In the final model, Tip Ranker with text features, these were the features with the highest weight:
- Tip length and number of tokens
- Presence of a photo
- Positive sentiment
The features with the least amount of predictive power turned out to be:
- Author’s aggregate statistics
A/B Testing Results and Applications
After the encouraging results of the newly-trained tip ranker on our held out dataset, we brought the model into production to be used on our entire venue corpus and leveraged it in various touch points within the Foursquare ecosystem. Below are some of the places we experimented with the new ranker, and the results from running A/B tests with a 50% split of our user base.
- Application “At a Venue Ping”: When we detect that a user is at a given venue with a certain likelihood, Foursquare sends the user a ping containing the best tip (not previously seen by the user) for the venue. This was previously determined using only the global quality features which fed into a random forest model for scoring, sorting, and filtering tip candidates.
- Result: Our new ranker yielded significant improvements against the control group, resulting in a 1.5% increase in the click through rate, while also allowing us to send 32% more tip pings by removing some existing calibrated filters that existed due to a lack of confidence in the prior selection method.
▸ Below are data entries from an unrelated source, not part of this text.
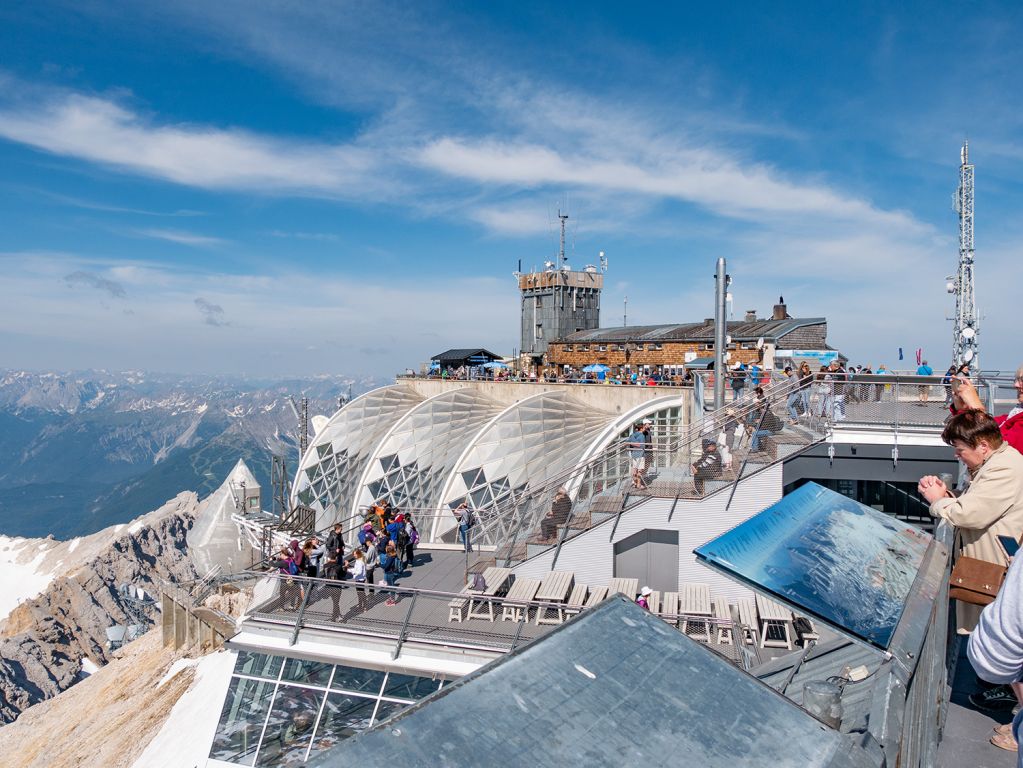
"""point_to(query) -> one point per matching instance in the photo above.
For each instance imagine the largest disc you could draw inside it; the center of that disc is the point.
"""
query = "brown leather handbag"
(975, 581)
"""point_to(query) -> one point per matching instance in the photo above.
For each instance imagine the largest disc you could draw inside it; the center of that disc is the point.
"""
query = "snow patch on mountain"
(195, 713)
(26, 570)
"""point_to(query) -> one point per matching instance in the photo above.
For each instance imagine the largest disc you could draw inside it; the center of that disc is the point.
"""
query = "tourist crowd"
(386, 543)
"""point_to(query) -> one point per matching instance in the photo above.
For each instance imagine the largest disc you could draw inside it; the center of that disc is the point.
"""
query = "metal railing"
(402, 615)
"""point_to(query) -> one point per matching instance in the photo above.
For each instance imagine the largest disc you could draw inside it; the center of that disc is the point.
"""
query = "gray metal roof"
(740, 330)
(460, 355)
(614, 686)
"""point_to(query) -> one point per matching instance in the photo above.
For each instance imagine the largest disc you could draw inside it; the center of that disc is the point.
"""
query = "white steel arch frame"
(386, 447)
(527, 443)
(340, 450)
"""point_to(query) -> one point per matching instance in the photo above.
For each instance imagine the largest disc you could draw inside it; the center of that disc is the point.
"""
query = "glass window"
(258, 665)
(358, 680)
(290, 726)
(312, 673)
(409, 686)
(387, 709)
(344, 716)
(241, 720)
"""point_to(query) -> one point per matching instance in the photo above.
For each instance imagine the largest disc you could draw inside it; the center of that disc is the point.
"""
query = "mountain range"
(83, 450)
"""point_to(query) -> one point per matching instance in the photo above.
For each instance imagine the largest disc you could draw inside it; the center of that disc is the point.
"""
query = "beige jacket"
(991, 506)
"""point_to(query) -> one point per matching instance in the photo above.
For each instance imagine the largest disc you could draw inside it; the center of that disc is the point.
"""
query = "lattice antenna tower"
(562, 257)
(965, 347)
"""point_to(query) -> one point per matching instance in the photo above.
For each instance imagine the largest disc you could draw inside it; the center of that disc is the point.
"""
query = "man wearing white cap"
(643, 599)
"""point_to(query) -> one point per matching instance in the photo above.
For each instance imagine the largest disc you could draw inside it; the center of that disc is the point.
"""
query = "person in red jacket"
(965, 396)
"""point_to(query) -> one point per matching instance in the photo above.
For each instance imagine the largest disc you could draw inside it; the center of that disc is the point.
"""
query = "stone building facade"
(666, 349)
(556, 304)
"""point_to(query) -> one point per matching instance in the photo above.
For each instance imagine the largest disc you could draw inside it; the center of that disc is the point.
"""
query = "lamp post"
(630, 347)
(720, 291)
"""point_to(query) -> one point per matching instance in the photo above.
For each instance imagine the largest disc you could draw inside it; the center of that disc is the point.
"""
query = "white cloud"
(704, 178)
(103, 132)
(181, 237)
(257, 323)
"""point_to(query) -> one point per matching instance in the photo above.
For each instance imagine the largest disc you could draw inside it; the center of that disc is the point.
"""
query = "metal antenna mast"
(564, 218)
(965, 348)
(302, 414)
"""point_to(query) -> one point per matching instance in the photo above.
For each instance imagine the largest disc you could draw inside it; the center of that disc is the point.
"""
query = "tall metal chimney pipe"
(720, 371)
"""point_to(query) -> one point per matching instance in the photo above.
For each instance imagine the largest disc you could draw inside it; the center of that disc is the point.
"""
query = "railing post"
(518, 629)
(404, 627)
(302, 613)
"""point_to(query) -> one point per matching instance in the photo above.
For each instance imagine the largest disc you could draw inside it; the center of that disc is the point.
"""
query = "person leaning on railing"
(991, 506)
(965, 396)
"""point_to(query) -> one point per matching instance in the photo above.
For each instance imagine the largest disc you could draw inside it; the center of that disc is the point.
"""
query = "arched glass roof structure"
(337, 457)
(530, 442)
(430, 454)
(414, 458)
Furthermore, the experiment group resulted in a 5% increase in core app activity days.
- Application “Post Check-in Insight”: When our users check in on our other consumer app, Foursquare Swarm, we show certain pieces of content for the place the user just checked into. Among these is a Foursquare City Guide tip for the venue and an up-sell to view all tips if they have the Foursquare City Guide app installed (or download it otherwise). Previously, this tip selection was done purely on social signals.
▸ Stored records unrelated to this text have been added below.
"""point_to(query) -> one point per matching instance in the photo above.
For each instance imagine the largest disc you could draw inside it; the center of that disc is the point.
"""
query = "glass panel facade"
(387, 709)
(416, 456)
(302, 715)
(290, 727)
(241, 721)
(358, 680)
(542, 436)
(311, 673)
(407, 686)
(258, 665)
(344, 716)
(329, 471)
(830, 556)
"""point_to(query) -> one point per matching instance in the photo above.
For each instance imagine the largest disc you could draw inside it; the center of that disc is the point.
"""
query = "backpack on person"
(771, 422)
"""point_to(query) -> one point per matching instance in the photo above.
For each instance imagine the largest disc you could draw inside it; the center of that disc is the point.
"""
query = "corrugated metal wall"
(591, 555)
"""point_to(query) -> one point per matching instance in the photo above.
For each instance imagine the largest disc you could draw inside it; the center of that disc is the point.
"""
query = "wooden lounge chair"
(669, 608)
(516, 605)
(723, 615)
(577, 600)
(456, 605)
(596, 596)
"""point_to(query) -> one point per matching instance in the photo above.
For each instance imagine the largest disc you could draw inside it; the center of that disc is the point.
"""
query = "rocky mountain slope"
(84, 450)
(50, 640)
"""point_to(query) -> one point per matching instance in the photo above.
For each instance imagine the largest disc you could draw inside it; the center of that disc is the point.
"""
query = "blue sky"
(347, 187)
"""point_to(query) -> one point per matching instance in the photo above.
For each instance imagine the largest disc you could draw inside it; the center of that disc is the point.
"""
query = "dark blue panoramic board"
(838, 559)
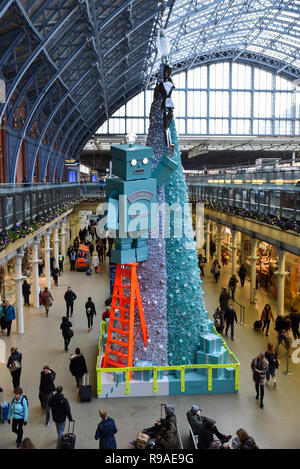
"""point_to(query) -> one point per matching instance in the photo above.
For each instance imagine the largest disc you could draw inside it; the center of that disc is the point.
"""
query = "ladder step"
(123, 344)
(119, 331)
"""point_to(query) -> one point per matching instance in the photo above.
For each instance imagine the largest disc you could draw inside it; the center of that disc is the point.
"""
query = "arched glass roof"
(70, 65)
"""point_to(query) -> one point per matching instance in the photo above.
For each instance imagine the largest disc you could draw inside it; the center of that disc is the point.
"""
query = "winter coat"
(16, 356)
(105, 433)
(47, 382)
(47, 298)
(18, 409)
(224, 299)
(60, 408)
(90, 305)
(78, 366)
(230, 315)
(261, 365)
(195, 421)
(70, 297)
(65, 328)
(9, 313)
(267, 315)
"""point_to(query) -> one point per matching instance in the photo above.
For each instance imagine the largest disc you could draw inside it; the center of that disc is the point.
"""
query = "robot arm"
(113, 211)
(164, 169)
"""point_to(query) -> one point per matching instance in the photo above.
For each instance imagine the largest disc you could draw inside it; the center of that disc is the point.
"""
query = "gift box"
(210, 343)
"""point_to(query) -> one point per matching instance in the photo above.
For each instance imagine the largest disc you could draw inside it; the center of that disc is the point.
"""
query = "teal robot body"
(132, 199)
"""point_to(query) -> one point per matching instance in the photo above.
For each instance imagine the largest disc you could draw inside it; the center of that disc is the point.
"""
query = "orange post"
(120, 335)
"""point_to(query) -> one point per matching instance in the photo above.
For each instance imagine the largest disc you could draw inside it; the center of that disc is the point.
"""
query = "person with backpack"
(266, 317)
(90, 313)
(26, 292)
(46, 390)
(14, 365)
(271, 356)
(67, 332)
(232, 285)
(216, 269)
(78, 366)
(9, 314)
(60, 408)
(47, 300)
(70, 297)
(259, 367)
(242, 274)
(18, 412)
(105, 431)
(219, 320)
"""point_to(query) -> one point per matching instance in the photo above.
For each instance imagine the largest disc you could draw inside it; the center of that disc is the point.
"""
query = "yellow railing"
(155, 369)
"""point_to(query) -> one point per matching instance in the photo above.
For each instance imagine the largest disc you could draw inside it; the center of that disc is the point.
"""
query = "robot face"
(132, 163)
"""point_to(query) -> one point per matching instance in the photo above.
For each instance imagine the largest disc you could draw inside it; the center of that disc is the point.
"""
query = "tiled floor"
(276, 426)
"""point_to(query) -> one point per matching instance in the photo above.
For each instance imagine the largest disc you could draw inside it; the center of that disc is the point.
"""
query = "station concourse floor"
(276, 426)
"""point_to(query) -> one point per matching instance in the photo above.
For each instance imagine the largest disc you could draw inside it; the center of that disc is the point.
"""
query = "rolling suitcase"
(68, 439)
(257, 325)
(85, 391)
(4, 411)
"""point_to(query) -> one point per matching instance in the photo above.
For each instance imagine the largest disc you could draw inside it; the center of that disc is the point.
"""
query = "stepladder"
(126, 308)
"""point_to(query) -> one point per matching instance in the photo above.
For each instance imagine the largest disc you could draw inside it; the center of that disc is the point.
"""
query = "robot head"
(131, 162)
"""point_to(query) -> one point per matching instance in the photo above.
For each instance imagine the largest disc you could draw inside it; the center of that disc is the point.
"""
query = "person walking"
(259, 367)
(9, 314)
(14, 365)
(90, 313)
(78, 366)
(230, 317)
(55, 275)
(46, 390)
(232, 285)
(18, 412)
(215, 270)
(224, 299)
(242, 274)
(61, 262)
(271, 356)
(73, 257)
(26, 292)
(105, 431)
(60, 408)
(70, 297)
(95, 262)
(67, 332)
(266, 317)
(219, 320)
(47, 300)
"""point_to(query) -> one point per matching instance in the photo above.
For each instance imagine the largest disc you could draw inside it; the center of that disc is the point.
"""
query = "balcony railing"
(23, 202)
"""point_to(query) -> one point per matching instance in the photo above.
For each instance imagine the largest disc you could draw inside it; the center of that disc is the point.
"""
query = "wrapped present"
(210, 343)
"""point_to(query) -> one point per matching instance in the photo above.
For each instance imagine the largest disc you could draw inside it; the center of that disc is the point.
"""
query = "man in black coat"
(60, 411)
(70, 297)
(46, 390)
(230, 317)
(78, 366)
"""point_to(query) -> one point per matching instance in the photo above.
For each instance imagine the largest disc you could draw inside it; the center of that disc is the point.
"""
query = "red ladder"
(120, 335)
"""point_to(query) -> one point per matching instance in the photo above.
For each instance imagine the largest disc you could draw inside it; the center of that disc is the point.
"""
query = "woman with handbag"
(271, 356)
(14, 366)
(66, 331)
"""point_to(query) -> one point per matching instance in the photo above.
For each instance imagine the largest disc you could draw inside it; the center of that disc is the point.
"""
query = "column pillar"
(35, 273)
(234, 234)
(56, 243)
(19, 303)
(207, 239)
(47, 258)
(219, 239)
(281, 273)
(253, 259)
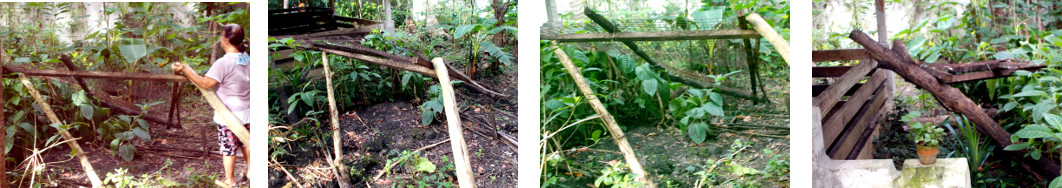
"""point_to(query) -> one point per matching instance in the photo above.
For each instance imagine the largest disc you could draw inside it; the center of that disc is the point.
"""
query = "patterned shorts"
(227, 140)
- Result: The A/B test with the new model saw a significant increase in all tip related actions (such as “likes”, tips, and photos) as well as a net lift of 1% active users for Foursquare City Guide due to more users choosing to tap the up-sell.
- Application “Venue Page Default Sort”: When displaying a venue page, we show a list of the venue’s best tips in the highlight tab. This previously defaulted to a sort on the positive social signals for the tips. We ran an A/B test grouped by venues in order to measure any SEO changes.
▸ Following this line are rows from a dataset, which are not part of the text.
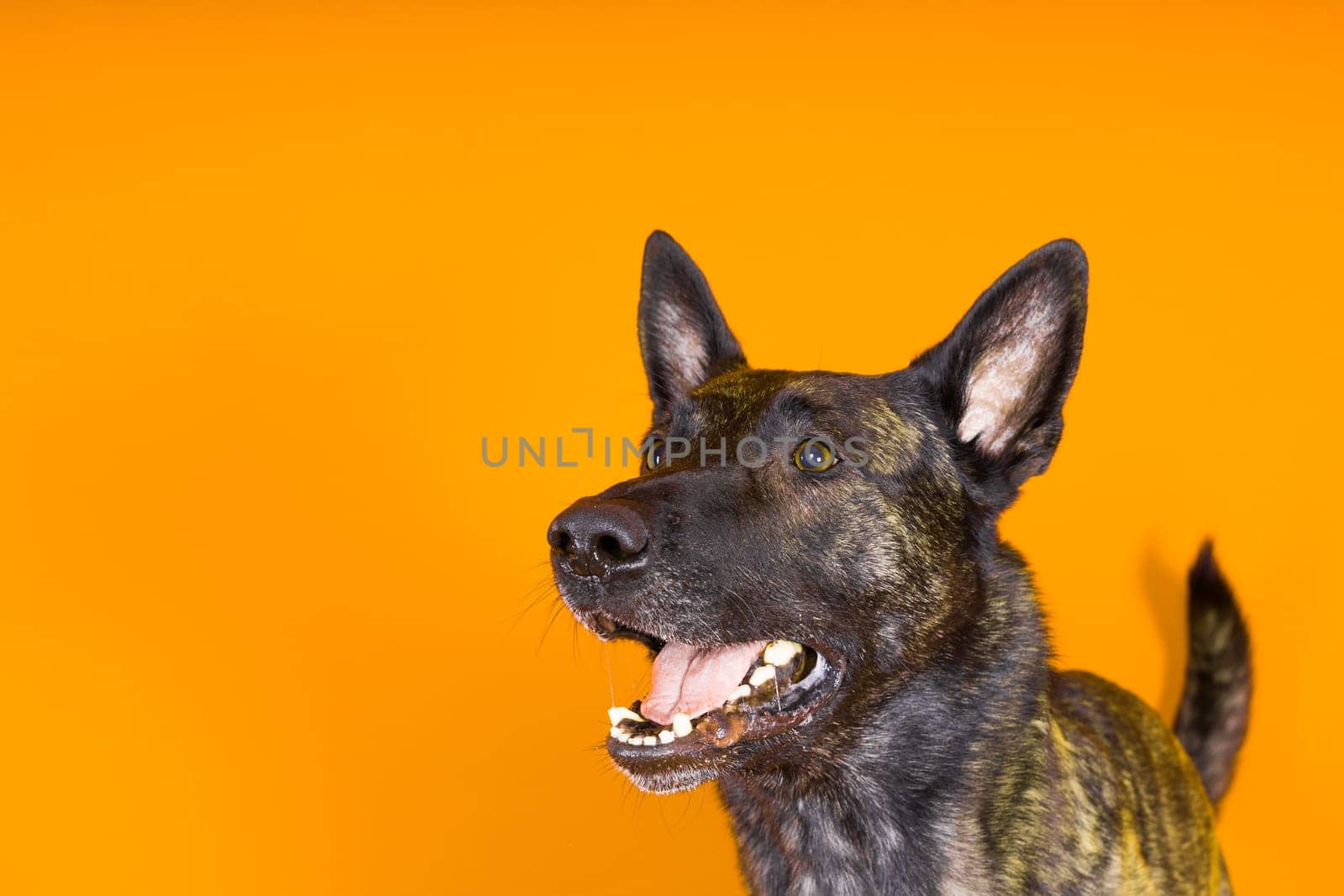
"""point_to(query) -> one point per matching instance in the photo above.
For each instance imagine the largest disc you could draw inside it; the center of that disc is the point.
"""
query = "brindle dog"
(844, 642)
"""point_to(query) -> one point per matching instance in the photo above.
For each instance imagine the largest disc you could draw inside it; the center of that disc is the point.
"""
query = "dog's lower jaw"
(985, 773)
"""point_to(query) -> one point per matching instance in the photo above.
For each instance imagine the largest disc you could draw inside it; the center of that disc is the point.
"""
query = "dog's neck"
(894, 810)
- Result: While the logged in version of the experiment yielded no significant results, the SEO version resulted in a lift of 2.40% in total global referral traffic. We hypothesize that this was mostly driven by the ranker’s preference for content that was longer, included more photos, and was written more recently.
Future Work and Possible Extensions
There are a few areas of work left to explore that could yield further improvements in the way we select tips by incorporating new features into the model.
Some of these include:
- Negative Social Signals: At the time the model was built, Foursquare City Guide provided users only with ways to either “like” and save a tip, or flag it as spam. Since then, we have introduced a new interaction to downvote a tip, in the future it would be interesting to retrain the model with this new signal to validate whether it has any predictive power.
- Sentiment to Rating Matching: The model overwhelmingly prefers tips with positive sentiment. While this is helpful, it presents some dissonance when a venue has a low rating, yet the top tips are mostly positive. An extension of this work can rank tips to show a sentiment distribution that better reflects the venue’s rating and its underlying distribution of votes.
All in all, it’s critical for us to continuously evaluate the way we process, track and showcase user feedback — which contributes to our active user base and influx of location-based insights. Through analyzing past approaches and experimenting with new techniques, we are able to serve our community with the most valuable information possible.